Radiation-induced grafting (RIG) enables precise functionalization of polymer films for ion-exchange membranes, CO2-separation membranes, and battery electrolytes by generating radicals on robust substrates to graft desired monomers. However, reproducibility remains limited due to unreported variability in base-film morphology (crystallinity, grain orientation, free volume), which governs monomer diffusion, radical distribution, and the Trommsdorff effect, leading to spatial graft gradients and performance inconsistencies.

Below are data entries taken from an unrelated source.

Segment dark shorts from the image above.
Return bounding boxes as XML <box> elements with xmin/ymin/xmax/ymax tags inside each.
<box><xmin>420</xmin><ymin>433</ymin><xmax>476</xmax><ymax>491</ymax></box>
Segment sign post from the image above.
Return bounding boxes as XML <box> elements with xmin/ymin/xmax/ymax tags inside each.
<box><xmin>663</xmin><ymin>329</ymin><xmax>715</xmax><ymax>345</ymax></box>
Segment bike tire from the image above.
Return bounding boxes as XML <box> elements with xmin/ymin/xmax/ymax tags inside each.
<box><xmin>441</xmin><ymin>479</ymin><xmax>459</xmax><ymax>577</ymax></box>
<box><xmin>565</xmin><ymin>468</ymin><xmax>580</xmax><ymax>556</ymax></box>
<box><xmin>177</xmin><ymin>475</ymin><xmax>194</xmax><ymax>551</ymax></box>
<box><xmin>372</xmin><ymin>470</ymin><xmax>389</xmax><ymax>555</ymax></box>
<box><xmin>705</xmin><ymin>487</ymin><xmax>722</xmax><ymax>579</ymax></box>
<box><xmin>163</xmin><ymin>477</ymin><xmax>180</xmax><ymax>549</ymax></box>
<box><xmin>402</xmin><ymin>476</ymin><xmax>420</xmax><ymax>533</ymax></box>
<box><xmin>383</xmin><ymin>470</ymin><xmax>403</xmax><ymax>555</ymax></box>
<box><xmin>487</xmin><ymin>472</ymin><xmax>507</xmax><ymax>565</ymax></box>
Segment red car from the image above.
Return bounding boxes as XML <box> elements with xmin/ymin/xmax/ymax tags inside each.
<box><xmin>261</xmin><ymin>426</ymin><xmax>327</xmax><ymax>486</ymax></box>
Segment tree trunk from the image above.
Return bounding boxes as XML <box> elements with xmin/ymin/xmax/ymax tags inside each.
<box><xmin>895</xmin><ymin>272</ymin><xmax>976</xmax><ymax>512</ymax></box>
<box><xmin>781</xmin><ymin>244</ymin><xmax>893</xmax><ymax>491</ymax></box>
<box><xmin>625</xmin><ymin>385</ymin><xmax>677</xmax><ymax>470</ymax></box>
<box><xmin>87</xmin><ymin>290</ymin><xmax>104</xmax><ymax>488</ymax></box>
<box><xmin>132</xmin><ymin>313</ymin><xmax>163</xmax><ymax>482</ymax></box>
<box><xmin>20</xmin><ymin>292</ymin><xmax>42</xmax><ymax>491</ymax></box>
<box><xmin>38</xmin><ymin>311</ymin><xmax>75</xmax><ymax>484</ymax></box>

We present a hierarchical stacking optimization framework with a Dirichlet's Process (SoDip), a hierarchical data-driven framework integrating: (1) a decoder-only Transformer (DeepSeek-R1) to encode textual process descriptors (irradiation source, grafting type, substrate manufacturer); (2) TabNet and XGBoost for modelling multimodal feature interactions; (3) Gaussian Process Regression (GPR) with Dirichlet Process Mixture Models (DPMM) for uncertainty quantification and heteroscedasticity; and (4) Bayesian Optimization for efficient exploration of high-dimensional synthesis space. A diverse dataset was curated using ChemDataExtractor 2.0 and WebPlotDigitizer, incorporating numerical and textual variables across hundreds of RIG studies. In cross-validation, SoDip achieved ~33% improvement over GPR while providing calibrated confidence intervals that identify low-reproducibility regimes. Its stacked architecture integrates sparse textual and numerical inputs of varying quality, outperforming prior models and establishing a foundation for reproducible, morphology-aware design in graft polymerization research.

翻译：辐射诱导接枝（RIG）通过在坚固的基底上产生自由基来接枝所需单体，能够实现聚合物薄膜的精确功能化，用于制备离子交换膜、CO2分离膜和电池电解质。然而，由于基底薄膜形态（结晶度、晶粒取向、自由体积）中未报告的变异性——这些因素控制着单体扩散、自由基分布和特罗姆斯多夫效应，导致空间接枝梯度和性能不一致——可重复性仍然有限。我们提出了一种基于狄利克雷过程的分层堆叠优化框架（SoDip），这是一个分层的数据驱动框架，整合了：（1）仅解码器Transformer（DeepSeek-R1）用于编码文本过程描述符（辐照源、接枝类型、基底制造商）；（2）TabNet和XGBoost用于建模多模态特征交互；（3）结合狄利克雷过程混合模型（DPMM）的高斯过程回归（GPR）用于不确定性量化和异方差性处理；（4）贝叶斯优化用于高效探索高维合成空间。我们使用ChemDataExtractor 2.0和WebPlotDigitizer整理了一个多样化数据集，整合了数百项RIG研究中的数值和文本变量。在交叉验证中，SoDip相比GPR实现了约33%的性能提升，同时提供了经过校准的置信区间，能够识别低可重复性区域。其堆叠架构整合了不同质量的稀疏文本和数值输入，优于现有模型，并为接枝聚合研究中可重复的、形态感知的设计奠定了基础。